The Palace of Cienfuegos de Peñalba arises on a hill near Pola de Allande, capital of the Allande Municipality of Asturias, Spain. It was originally built in the 15th century on the site of an ancient fort, but has been refurbished so that the only remaining Gothic elements are on the lowest level.

The original owners were in the Ponce lineage, but it passed to the Counts de Luna and in 1515 to the Cienfuegos family lines. Around 1520 Rodrigo González de Cienfuegos, lord of Allande, undertook renovations to rebuild the property. In the eighteenth century, the property became the residence of the Count of Peñalba who renovated it to suit his tastes.

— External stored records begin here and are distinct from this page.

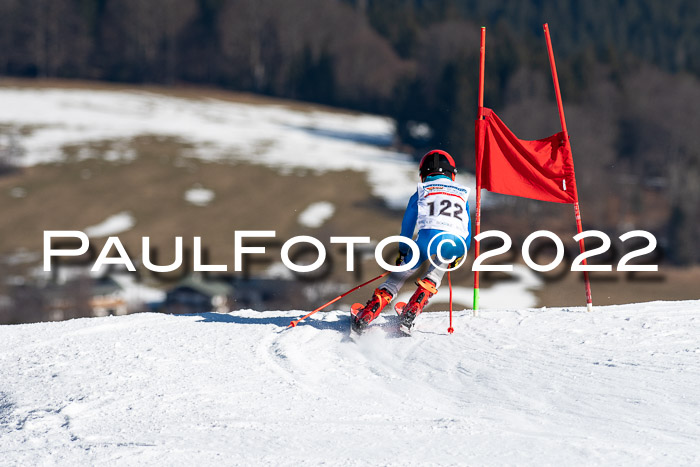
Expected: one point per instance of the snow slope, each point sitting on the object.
(618, 386)
(276, 136)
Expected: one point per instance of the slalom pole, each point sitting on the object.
(294, 323)
(450, 330)
(577, 210)
(480, 148)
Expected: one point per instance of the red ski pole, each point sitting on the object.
(294, 323)
(450, 330)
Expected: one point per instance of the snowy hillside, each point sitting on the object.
(537, 387)
(273, 135)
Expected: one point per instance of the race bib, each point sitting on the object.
(442, 205)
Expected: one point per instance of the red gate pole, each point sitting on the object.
(479, 155)
(577, 210)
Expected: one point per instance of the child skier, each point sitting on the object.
(440, 211)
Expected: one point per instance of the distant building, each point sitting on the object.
(195, 294)
(85, 297)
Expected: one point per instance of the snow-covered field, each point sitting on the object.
(276, 136)
(618, 386)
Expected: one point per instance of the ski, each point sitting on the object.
(355, 332)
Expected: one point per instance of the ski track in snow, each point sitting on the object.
(515, 387)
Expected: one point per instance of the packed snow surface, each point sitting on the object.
(316, 214)
(618, 386)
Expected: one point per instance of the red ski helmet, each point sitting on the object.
(437, 162)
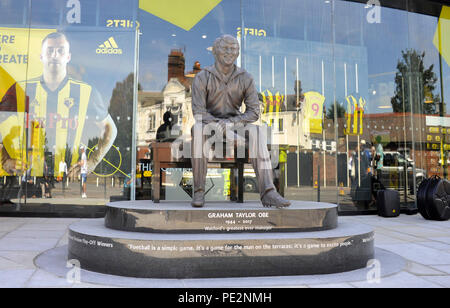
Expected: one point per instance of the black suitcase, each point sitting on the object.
(388, 203)
(421, 198)
(433, 198)
(438, 197)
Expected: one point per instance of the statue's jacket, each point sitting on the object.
(214, 98)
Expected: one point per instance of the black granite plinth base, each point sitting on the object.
(219, 217)
(156, 255)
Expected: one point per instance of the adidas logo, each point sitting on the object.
(109, 47)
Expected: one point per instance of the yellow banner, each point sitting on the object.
(313, 114)
(354, 116)
(19, 61)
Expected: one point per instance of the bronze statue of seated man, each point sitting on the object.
(218, 93)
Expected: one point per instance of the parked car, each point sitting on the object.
(393, 172)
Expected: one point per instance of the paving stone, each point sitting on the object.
(333, 286)
(43, 227)
(442, 268)
(8, 264)
(444, 281)
(401, 280)
(23, 258)
(15, 278)
(27, 244)
(435, 245)
(418, 253)
(41, 279)
(57, 234)
(421, 270)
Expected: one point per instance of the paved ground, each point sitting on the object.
(425, 245)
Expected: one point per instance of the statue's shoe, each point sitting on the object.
(273, 198)
(198, 200)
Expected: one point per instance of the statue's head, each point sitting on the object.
(226, 49)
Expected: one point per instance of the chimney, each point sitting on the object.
(176, 65)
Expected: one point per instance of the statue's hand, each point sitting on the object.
(224, 124)
(74, 171)
(9, 165)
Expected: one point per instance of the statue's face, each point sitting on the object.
(227, 52)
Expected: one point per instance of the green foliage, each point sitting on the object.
(415, 85)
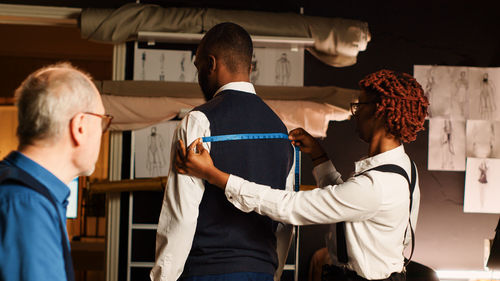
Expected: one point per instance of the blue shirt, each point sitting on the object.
(30, 234)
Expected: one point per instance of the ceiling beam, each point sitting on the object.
(39, 15)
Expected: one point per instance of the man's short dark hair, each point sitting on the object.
(231, 43)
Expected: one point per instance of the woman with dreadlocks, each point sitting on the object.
(374, 210)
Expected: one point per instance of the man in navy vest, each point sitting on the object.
(200, 235)
(61, 121)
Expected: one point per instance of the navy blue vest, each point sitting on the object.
(226, 239)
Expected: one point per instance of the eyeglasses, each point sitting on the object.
(355, 106)
(106, 120)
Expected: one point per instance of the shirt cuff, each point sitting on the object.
(233, 189)
(323, 169)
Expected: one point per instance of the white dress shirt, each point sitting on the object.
(375, 206)
(183, 194)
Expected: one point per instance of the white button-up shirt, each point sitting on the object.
(375, 206)
(183, 194)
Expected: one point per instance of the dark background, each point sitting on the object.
(404, 33)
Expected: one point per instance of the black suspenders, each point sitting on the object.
(389, 168)
(15, 175)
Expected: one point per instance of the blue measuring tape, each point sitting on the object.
(261, 137)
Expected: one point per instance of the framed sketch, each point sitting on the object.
(152, 145)
(482, 185)
(446, 145)
(164, 65)
(277, 67)
(483, 139)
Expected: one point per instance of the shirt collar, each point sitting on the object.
(387, 157)
(237, 86)
(57, 188)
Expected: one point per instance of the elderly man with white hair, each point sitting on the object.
(61, 121)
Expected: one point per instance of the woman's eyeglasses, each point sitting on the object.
(355, 106)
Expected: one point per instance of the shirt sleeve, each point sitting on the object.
(179, 212)
(356, 199)
(284, 231)
(413, 213)
(30, 240)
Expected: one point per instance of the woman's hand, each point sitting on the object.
(196, 161)
(308, 145)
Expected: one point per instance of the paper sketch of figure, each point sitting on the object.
(155, 158)
(181, 76)
(143, 70)
(459, 99)
(283, 70)
(430, 82)
(482, 142)
(162, 70)
(483, 180)
(486, 98)
(447, 148)
(254, 75)
(483, 168)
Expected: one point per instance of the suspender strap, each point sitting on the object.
(389, 168)
(15, 175)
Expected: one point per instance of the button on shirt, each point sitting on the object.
(375, 206)
(183, 194)
(30, 234)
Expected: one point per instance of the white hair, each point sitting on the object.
(47, 100)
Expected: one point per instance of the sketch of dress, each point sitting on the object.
(254, 75)
(486, 98)
(447, 147)
(162, 71)
(459, 100)
(283, 70)
(429, 85)
(483, 141)
(143, 70)
(483, 168)
(155, 158)
(181, 76)
(483, 180)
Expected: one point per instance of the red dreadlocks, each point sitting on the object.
(401, 102)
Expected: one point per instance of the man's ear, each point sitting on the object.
(212, 63)
(77, 128)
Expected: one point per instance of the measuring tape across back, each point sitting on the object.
(261, 137)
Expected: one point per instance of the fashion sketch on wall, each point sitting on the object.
(446, 145)
(152, 150)
(483, 139)
(164, 65)
(482, 185)
(277, 67)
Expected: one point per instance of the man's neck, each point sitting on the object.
(52, 158)
(382, 142)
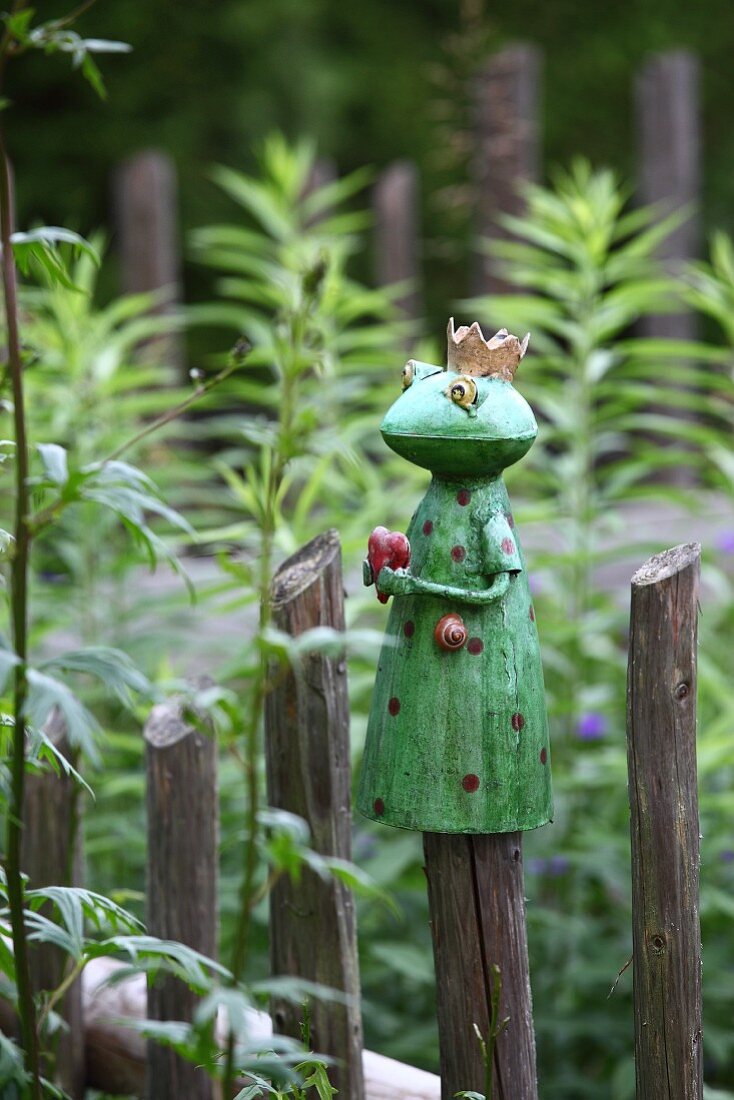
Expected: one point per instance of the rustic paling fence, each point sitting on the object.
(313, 927)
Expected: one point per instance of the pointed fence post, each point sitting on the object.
(52, 856)
(478, 921)
(396, 238)
(507, 146)
(181, 762)
(313, 923)
(665, 825)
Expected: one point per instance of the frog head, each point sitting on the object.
(468, 419)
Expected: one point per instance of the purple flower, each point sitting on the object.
(725, 541)
(552, 867)
(591, 726)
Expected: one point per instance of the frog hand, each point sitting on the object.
(395, 582)
(385, 550)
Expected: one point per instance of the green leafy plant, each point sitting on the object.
(316, 339)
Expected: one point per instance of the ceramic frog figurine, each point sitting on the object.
(458, 734)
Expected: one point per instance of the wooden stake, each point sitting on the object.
(146, 216)
(478, 919)
(182, 877)
(313, 925)
(669, 153)
(507, 146)
(665, 825)
(52, 856)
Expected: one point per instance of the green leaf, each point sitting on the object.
(46, 693)
(54, 462)
(113, 668)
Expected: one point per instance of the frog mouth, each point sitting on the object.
(461, 439)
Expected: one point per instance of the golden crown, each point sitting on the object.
(470, 353)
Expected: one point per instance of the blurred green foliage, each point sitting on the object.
(207, 81)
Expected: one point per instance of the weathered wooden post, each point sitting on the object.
(396, 237)
(183, 828)
(507, 146)
(665, 825)
(669, 155)
(458, 735)
(313, 925)
(146, 216)
(52, 856)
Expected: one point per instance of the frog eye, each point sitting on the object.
(462, 392)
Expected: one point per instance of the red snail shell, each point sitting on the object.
(450, 633)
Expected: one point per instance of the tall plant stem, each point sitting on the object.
(19, 612)
(274, 482)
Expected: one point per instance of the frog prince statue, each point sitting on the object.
(458, 734)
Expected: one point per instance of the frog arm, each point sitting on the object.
(400, 582)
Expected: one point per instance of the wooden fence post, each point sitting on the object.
(478, 921)
(669, 153)
(313, 924)
(146, 216)
(181, 762)
(665, 825)
(52, 856)
(396, 215)
(507, 146)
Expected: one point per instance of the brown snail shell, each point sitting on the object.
(450, 633)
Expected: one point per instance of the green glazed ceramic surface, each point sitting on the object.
(458, 738)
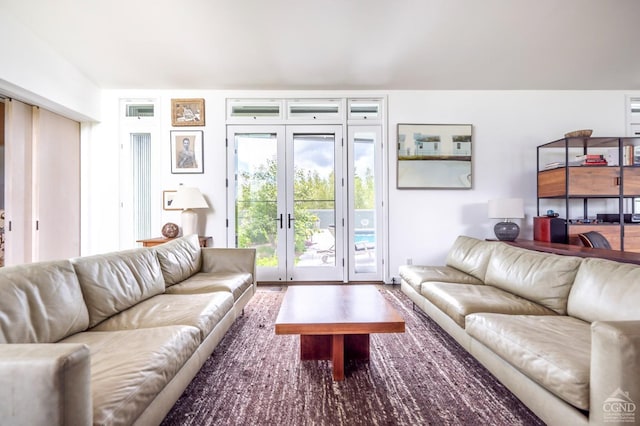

The Palace has L-shaped plan and is marked by three solid towers, which are not crenellated, adding to the monumental elements of the building and leading to its appearance of strong defenses. Of the three towers, the two oldest are the square ones and the most recent is rectangular. The last one was added as a housing area in the nineteenth century. It contains 23 bedrooms, as well as a hall, kitchen, living room, lounge, and oratory. The rectangular courtyard has little decoration or ornamentation. Without porticoes the first floor has a wooden gallery supported by thick, rough masonry columns. There are also multiple stables.

On 26 January 1994 it was declared a Culturally important monument. Rain and water seepage are a constant threat to the stability of the structure.

In 2008 a rehabilitation project was completed which recovered some of the shapes and colors from the 1888 gallery which was added to the main tower at that time.